I think dell have home service also just pay them online and wait for your product..


----------



## dabster (Sep 24, 2007)

shashank4u said:
			
		

> I think dell have home service also just pay them online and wait for your product..


But I think I read few months back, dell is planning to come up with its own stores, or atleast distributors...
Is that true??


----------



## mkmkmk (Sep 24, 2007)

dell have such stores ?if some one know pls share link


----------



## slugger (Sep 24, 2007)

Dell call centers located in Mohali and Bangalore

might can 2 give them a call (Toll-free i think)


----------



## shashank4u (Sep 25, 2007)

Dunno about Pune but they deliver right at yr doorstep in Delhi and Delhi NCR


----------



## Sridhar_Rao (Sep 28, 2007)

What about bangalore? Does anyone know the address of Dell service center in bangalore. I need to have my dell laptop repaired.


----------



## Sukhdeep Singh (Sep 28, 2007)

Sridhar_Rao said:
			
		

> What about bangalore? Does anyone know the address of Dell service center in bangalore. I need to have my dell laptop repaired.



Give them a call on Toll Free number and they have onsite warrantly in almost all major cities of India  It is outsourced to Wipro i think


----------



## gopz (Jun 27, 2008)

dabster said:


> But I think I read few months back, dell is planning to come up with its own stores, or atleast distributors...
> Is that true??


 
Yes, it is true. You can either order from Dell directly by calling their toll free number, they will deliver it anywhere in India...OR..you can contact any of their DSA's who will provide the computers at the same price. 

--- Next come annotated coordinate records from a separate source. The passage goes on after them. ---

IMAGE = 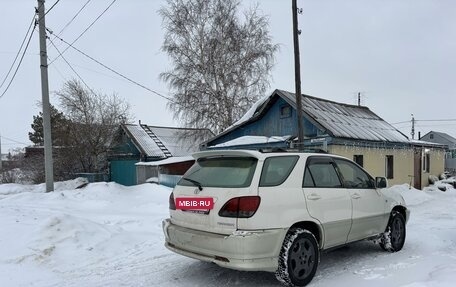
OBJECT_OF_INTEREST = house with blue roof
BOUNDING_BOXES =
[108,122,214,185]
[201,90,445,189]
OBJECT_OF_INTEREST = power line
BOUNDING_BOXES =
[49,0,92,43]
[0,21,37,98]
[2,135,29,145]
[0,14,36,88]
[44,0,60,16]
[48,30,175,103]
[392,119,456,125]
[49,0,117,65]
[48,37,95,94]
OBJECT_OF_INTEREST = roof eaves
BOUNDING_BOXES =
[121,124,147,156]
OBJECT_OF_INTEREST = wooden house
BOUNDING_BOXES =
[202,90,445,188]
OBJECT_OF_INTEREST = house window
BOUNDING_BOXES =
[385,155,394,179]
[353,154,364,167]
[423,153,431,173]
[280,105,291,118]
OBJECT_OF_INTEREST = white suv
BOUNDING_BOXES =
[163,150,409,286]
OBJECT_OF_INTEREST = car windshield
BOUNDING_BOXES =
[177,157,258,187]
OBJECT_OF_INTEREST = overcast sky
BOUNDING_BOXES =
[0,0,456,152]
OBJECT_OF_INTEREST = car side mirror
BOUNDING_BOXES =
[375,176,388,188]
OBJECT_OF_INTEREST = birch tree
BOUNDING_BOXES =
[159,0,279,133]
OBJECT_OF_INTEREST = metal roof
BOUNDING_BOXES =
[208,90,409,146]
[276,90,409,142]
[123,124,213,158]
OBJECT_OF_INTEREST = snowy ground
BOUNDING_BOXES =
[0,181,456,287]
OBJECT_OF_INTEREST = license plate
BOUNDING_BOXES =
[176,197,214,211]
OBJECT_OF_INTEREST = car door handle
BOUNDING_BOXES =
[307,193,321,200]
[352,193,361,199]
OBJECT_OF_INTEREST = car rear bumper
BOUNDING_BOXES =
[162,219,287,272]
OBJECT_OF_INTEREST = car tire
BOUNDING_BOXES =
[380,211,406,252]
[275,228,320,286]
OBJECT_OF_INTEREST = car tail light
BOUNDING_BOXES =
[219,196,260,218]
[169,192,176,210]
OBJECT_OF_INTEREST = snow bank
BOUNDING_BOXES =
[0,177,89,198]
[0,179,456,287]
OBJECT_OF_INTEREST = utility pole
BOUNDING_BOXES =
[0,135,3,172]
[411,114,415,140]
[291,0,304,150]
[38,0,54,192]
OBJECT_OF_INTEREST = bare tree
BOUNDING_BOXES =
[56,80,130,172]
[159,0,279,133]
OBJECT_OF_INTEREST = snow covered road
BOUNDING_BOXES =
[0,183,456,287]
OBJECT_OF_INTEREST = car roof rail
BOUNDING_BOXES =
[258,150,328,153]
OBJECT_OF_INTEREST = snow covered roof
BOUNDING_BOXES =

Try to get hold of a Dell employee and buy it through EPP. You will get considerable discount.


----------



## slugger (Jun 28, 2008)

Dell retails at Croma

Croma operates in Pune


----------



## raksrules (Jun 28, 2008)

You can go to dass electronics and compuciti in aundh. They have a few dell machines in their stores. But i feel (after checking their rates)  u will get better rates at their online store. One more good suggestion is that you get hold of some Infosys employee and get the laptop delivered to hinjewadi to infosys office and get it received by that employee. This way u can save octroi and infosys folks get 3% additional discount.


----------



## rodricksdemello (Nov 8, 2008)

You can try from SP Technologies , Karve Road, Pune for Dell laptops & projectors in pune.

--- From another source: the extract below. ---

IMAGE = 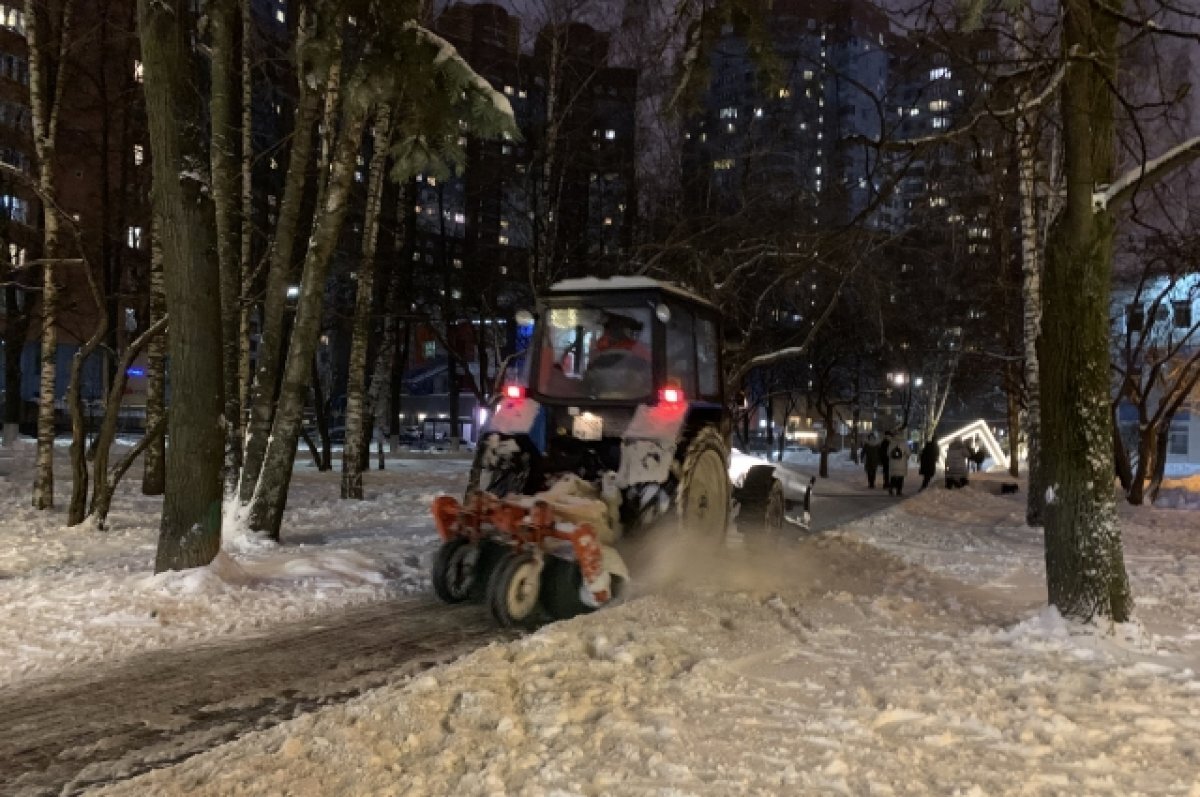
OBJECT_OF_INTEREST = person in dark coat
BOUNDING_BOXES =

I have purchased from them one & I had a good experience.

Rods


----------



## johnrice (Sep 2, 2009)

mkmkmk said:


> Hi
> 
> pls provide me adress of dell dealer of pune.
> 
> ...


 Dell has appointed DSA's (Dell Sales Affiliates)  they are suppose to provide you dell products(Inspiron/Studio/Xps) at the same price as dell online and also help you choosing & Customizing as per your requirement this information I got from IT GEAR.IN,Kothrud,Pune one of the Dell Sales Affiliate In Pune. www.itgear.in  his name is there on dell website as authorized reseller. Contact No-66021475/9850557001


----------



## johnrice (Sep 2, 2009)

I got  to know from IT GEAR.IN,Kothrud,Pune one of the Dell Sales Affiliate In Pune. www.itgear.in (*www.itgear.in) his name is there on dell website as authorized reseller. Contact No-66021475/9850557001
Dell has appointed DSA's (Dell Sales Affiliates) they are suppose to provide you dell products(Inspiron/Studio/Xps) at the same price as dell online and also help you choosing & Customizing as per your requirement this information .


----------



## hell_storm2006 (Sep 2, 2009)

Dell have stopped selling most of their products online. Only laptops and desktops are available. Monitors and the rest are not sold anymore!


----------